Top news of the day from across the healthcare landscape.

The FDA has said that 12 hospitals have not been reporting patient deaths or injuries associated with medical devices as quickly as they should be. These injuries or deaths must be reported within 10 days of the incident to prevent additional injuries resulting from the device. These hospitals may not be the only offenders, since hospital staff are often unaware of regulations, or not trained to comply with device reporting requirements, according to California Healthline.

Some Medicaid programs are starting to offer mothers long-acting contraception, such as an intrauterine device or an implant, right after they give birth. This form of contraception is much more effective than other methods, but may be difficult to obtain for this population since it is expensive, and requires multiple trips to the physician, The New York Times reported.
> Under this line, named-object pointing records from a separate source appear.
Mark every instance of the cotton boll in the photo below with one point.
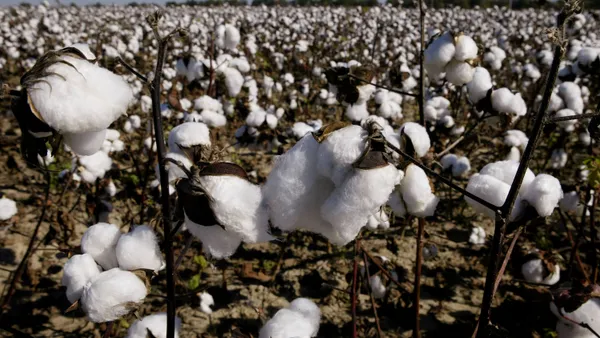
(418, 136)
(459, 73)
(100, 241)
(8, 208)
(111, 295)
(416, 192)
(543, 194)
(86, 143)
(533, 272)
(77, 272)
(466, 48)
(156, 323)
(139, 250)
(81, 98)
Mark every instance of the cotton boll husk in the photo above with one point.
(416, 192)
(238, 205)
(8, 208)
(459, 73)
(86, 97)
(86, 143)
(569, 202)
(189, 134)
(479, 85)
(139, 249)
(533, 272)
(216, 242)
(100, 241)
(339, 150)
(77, 272)
(349, 206)
(543, 194)
(292, 176)
(156, 323)
(418, 136)
(110, 295)
(466, 48)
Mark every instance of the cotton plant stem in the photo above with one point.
(501, 218)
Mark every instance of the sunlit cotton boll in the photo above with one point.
(416, 192)
(100, 241)
(77, 272)
(111, 295)
(139, 249)
(156, 323)
(543, 194)
(300, 319)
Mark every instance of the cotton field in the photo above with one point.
(284, 171)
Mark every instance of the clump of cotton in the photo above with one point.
(77, 272)
(416, 192)
(139, 249)
(300, 319)
(543, 194)
(534, 272)
(156, 323)
(100, 241)
(8, 208)
(111, 295)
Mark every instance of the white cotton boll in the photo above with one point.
(81, 98)
(459, 73)
(466, 48)
(77, 272)
(288, 183)
(238, 205)
(416, 192)
(156, 323)
(100, 241)
(86, 143)
(477, 236)
(339, 150)
(569, 202)
(533, 272)
(543, 194)
(139, 249)
(206, 301)
(418, 136)
(8, 208)
(587, 313)
(349, 206)
(479, 85)
(111, 294)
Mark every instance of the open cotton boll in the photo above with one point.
(189, 134)
(156, 323)
(339, 150)
(418, 137)
(466, 48)
(8, 208)
(86, 143)
(479, 85)
(77, 272)
(100, 241)
(416, 192)
(111, 295)
(459, 73)
(238, 205)
(543, 194)
(81, 98)
(533, 272)
(349, 206)
(139, 249)
(292, 176)
(588, 313)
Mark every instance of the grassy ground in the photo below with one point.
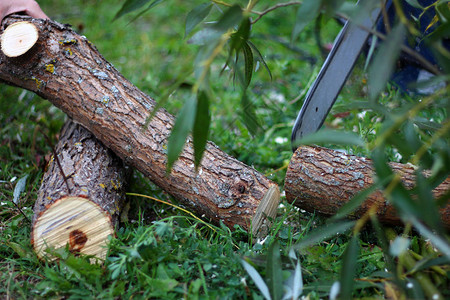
(160, 252)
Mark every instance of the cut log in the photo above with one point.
(323, 180)
(67, 69)
(80, 197)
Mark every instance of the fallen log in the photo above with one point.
(80, 197)
(67, 69)
(323, 180)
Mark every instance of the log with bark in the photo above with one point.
(68, 70)
(80, 197)
(323, 180)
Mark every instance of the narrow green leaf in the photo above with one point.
(274, 277)
(19, 188)
(441, 243)
(260, 57)
(232, 17)
(19, 249)
(153, 4)
(132, 5)
(324, 232)
(201, 126)
(384, 244)
(205, 36)
(443, 11)
(384, 61)
(397, 194)
(348, 270)
(248, 64)
(330, 137)
(195, 16)
(414, 3)
(181, 128)
(248, 115)
(307, 12)
(297, 288)
(262, 286)
(129, 6)
(426, 202)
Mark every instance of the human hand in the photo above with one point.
(30, 7)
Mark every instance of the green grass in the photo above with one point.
(161, 252)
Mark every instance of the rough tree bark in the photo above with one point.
(323, 180)
(67, 69)
(81, 195)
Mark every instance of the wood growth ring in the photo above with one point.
(74, 221)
By offering this form of contraception in the hospital, it allows new mothers to prevent any unintended pregnancies without the extra steps.

The FDA has rejected a Sanofi-Regeneron rheumatoid arthritis drug due to deficiencies discovered at a Sanofi facility in France. In response to the inspection results, Regeneron said that the facility only fills the syringes, and it has nothing to do with the safety or efficacy of the drug, according to The Wall Street Journal. Sanofi has also said that the companies have submitted a plan to fix the problems found during the inspection.